Much of the disruption will be in liquefied natural gas (LNG), for which China is the world's biggest importer. The energy consultancy expects downside risks to the super-chilled gas as between 2.6 million tonnes in the best-case scenario, with recovery expected by April and 6.3 million tonnes in a more prolonged case scenario, with a slower return to normal.

Meanwhile, oil pared some of its losses during early trading on Tuesday and bounced back after touching a 13-month low as markets remained optimistic over containing the spread of coronavirus.

Brent, the European benchmark was up 1.69 per cent at $54.17 per barrel at 3.14pm UAE time, while West Texas Intermediate was also up 1.47 per cent at $50.30 per barrel.
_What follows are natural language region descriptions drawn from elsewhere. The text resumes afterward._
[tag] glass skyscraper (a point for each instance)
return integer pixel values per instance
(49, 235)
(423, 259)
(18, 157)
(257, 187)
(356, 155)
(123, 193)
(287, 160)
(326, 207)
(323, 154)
Oil’s recent gain comes after it plunged to the lowest levels seen in over a year, as markets worried about how a rapid spread of the virus could affect demand for crude. The market remains oversupplied as demand from China, which remains under lockdown to contain the spread of the virus, has declined.

Chinese firms are said to be cutting back their refining throughput, with others declaring force majeure amid a general slowdown in industrial activity and transportation.

Markets are currently in contango, which means the near-term prices are trading at a discount to future contracts, with Brent futures at $0.2 per barrel and WTI at $0.29 per barrel over a one to two-month spread.

Lack of action from Opec+, whose technical committee recommended short-term deepening of cuts by 600,000 barrels per day, has also concerned traders.

While Oman, Iran and Bahrain have pledged to support Opec in any future action, Russia - the alliance's largest producer - has been reluctant to commit to further cuts.

The group is committed to cutting back 1.7 million bpd from the markets since January, with the pact up for review at the group's meeting in Vienna in March.

The alliance has decided against holding an emergency meeting this month to stabilise the markets.

"With no apparent Opec+ action imminent, the bias for crude prices looks lower in the short-term with a retest of $50 per barrel in Brent and $45 per barrel in WTI a possibility," said Tim Fox, head of research and chief economist at Emirates NBD.